A client wanted us to quickly tell them the state their code was in. They wanted to improve their speed of delivery. I had access to more code than I could possibly look at. I was challenged to find the art of the possible whilst trying to avoid over-focusing or worse, panicking.

The situation

The client were often hitting stumbling blocks shipping their software, releases were pushed back or failed to happen at all. They wanted to release more consistently. They asked Thoughtworks to examine the situation and advise them on how to release more often and well. They wanted to get to customers fast. We had 3 weeks.

The challenge

My role was to assess the state of the codebase to determine what was holding them back. I was asked to examine the code that made up their core platform. It was a system that collected, processed and surfaced data. And the main application that interfaced with it.

“A lot of languages, a lot of freedom, and a lot of code.“

The client was truly global; they had development teams everywhere. They worked at a scale I hadn’t seen before. A lot of languages, a lot of freedom, and a lot of code. More code than I could possibly look at. I was daunted by the scope and scale.

Acknowledging the scale

The client had provided visibility of about 1500 repositories – around one billion lines of code. C#, C++ and Java were used widely. There was also ASP.NET, VBScript, Javascript, and C – plus a smattering of other languages.

Hand me a codebase and a little time, and I can give you an opinion on what makes it hard to understand or even to change. Give me some time with the team who uses it and I can paint a picture of what’s working for them and the value of the patterns in use.

But here, I couldn’t look at everything. It wasn’t going to be possible to tell an accurate and complete story.

Keeping it simple, keeping it broad

I decided a few flyovers or satellite imagery of a terrain might provide an initial context for exploration. I could see what trends were visible at a high level and use on-the-ground visits into the detail to be able to paint a fuller picture.

The first step was reaching out and making contact with the guardians of the code repositories. I needed to gather initial data. We asked each of the technology groups involved to share some codebases and to chat with us about them. We asked them what were they afraid to touch and where did they have problems? With that we started to look into what the code itself could tell us.

With the first codebases in hand, I used some basic tools to get a feel of what I was looking at. wc and grep helped me identify file types, counts, lengths and raw Lines of Code (LOC). I also took a first pass at identifying any automated test code.

As I saw more codebases I tuned up my techniques and added new data to my catalogue. I also sampled each codebase to get a feel for the code in detail, using the data to drive my reading. Knowing the percentage of comments in a codebase has value, but reading the code can start to tell the story of why they are there. Often describing some complexity in the code.

Digging in

With these simple metrics I gained some insight, but it wasn’t enough. Needing options on where to go next I reached out to my team and other experts in ThoughtWorks. We picked out Source Monitor as a tool that could analyse Java, C# and C++ code – allowing us to capture metrics across many of the codebases.

The metrics gave me more insight into the codebases. I tried visualisations and could slice and dice into the data, highlighting interesting areas to dig into.

Apples and oranges

I’d looked at about 15 repositories and 10 million lines of code. I could see good and bad things about each codebase, but I needed more clarity. What was it about the data I had gathered that was important at the scale they required? Comparing the codebases didn’t seem the right thing to do. This wasn’t a contest. It was about delivering features and improvements faster.

Setting an artificial bar didn’t seem right either. Everyone has different expectations of ‘good enough’. In the real world it’s easy to find reasons and mitigations and have the bar dismissed as chasing perfection – easily dismissible in the real world.

I needed something that would give the data meaning; to help to drive clear thoughts and be a call to action.

Open Source as Control Data

I thought more about comparisons.
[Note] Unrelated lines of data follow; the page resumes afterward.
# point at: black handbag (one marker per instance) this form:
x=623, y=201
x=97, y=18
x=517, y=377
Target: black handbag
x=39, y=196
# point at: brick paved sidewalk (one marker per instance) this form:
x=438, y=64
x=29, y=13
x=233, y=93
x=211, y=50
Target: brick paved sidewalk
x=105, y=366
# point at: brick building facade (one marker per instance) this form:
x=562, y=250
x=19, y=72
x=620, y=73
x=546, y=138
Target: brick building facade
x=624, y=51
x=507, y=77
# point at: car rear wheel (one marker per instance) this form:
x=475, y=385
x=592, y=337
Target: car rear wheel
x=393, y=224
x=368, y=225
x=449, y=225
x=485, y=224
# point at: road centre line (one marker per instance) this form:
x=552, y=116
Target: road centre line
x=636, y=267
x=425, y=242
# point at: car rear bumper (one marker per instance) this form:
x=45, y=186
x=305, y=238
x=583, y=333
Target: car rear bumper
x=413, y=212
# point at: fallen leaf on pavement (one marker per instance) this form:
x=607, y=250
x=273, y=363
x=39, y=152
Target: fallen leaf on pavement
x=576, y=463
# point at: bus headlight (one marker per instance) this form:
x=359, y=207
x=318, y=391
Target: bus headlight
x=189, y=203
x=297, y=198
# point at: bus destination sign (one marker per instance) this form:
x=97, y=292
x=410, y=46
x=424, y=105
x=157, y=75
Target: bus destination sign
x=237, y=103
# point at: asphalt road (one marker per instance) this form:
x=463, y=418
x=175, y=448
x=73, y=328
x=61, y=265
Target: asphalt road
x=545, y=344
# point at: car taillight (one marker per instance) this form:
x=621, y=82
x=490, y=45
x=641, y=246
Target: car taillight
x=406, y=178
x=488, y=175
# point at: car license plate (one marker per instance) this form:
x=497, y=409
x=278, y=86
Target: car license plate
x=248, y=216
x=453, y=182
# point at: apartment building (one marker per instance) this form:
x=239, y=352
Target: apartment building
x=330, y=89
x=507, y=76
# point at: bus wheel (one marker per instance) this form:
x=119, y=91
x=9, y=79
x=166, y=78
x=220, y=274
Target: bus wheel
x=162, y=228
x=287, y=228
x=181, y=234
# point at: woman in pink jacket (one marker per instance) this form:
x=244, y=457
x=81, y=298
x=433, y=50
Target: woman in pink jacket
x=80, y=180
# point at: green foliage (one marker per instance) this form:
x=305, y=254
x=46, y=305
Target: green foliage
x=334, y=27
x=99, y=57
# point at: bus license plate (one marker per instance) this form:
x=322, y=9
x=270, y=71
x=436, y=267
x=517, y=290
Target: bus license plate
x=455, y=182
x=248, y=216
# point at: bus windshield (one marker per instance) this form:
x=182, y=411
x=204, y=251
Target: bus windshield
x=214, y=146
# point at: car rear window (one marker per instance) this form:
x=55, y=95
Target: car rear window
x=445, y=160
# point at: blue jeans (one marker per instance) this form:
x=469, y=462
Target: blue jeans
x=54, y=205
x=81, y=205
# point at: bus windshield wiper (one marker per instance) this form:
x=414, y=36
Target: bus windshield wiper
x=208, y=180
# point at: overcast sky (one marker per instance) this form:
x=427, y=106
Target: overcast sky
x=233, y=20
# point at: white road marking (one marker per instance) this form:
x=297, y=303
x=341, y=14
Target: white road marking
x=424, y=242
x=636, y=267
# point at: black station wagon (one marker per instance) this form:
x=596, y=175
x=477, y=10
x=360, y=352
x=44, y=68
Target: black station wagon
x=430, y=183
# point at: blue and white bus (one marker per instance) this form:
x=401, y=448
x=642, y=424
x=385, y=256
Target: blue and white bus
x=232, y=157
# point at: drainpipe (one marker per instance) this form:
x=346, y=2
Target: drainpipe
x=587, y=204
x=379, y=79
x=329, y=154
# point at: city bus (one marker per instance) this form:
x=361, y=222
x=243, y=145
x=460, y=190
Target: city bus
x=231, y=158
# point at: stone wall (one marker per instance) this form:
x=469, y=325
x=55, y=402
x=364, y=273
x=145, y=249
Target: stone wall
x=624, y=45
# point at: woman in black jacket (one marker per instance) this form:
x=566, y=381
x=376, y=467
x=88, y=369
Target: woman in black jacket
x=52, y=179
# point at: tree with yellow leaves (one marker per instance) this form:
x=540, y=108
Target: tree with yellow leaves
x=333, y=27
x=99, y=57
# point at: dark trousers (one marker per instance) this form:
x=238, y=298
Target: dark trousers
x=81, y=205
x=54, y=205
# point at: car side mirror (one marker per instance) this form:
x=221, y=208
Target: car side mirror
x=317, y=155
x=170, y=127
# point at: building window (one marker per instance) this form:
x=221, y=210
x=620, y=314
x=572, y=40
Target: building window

Someone on the team asked,

“what would everyone agree on as a measurement for a good enough codebase?”

The answer was a revelation to me – open source projects that were popular and well used. Code that had been reviewed, developed and deployed by many teams in the real world.

“The question became: what can be learnt when we compare the complexity measurements of the codebases?”

Selecting four open source projects that could give me good insight, I performed the same analysis and compiled the results based on language and purpose.

The question became: what can be learnt when we compare the complexity measurements of the codebases? Do we see potential weaknesses that need further examination or successes we can celebrate?


This allowed us to call out clearly what we could see. Our message was clearly received, even when the news wasn’t good.

One of the most powerful indications was the amount of code we had. Particularly in comparison to the control codebases. We were able to highlight areas with too few tests and how that related to overly complex and coupled code. We also highlighted high levels of commenting – often replacing better patterns like version control or tests.

We asked if these were the areas they were struggling with. And if the absence of modern Extreme Programming (XP) practises were contributing. Was it time to raise the bar and consider some codebases legacy?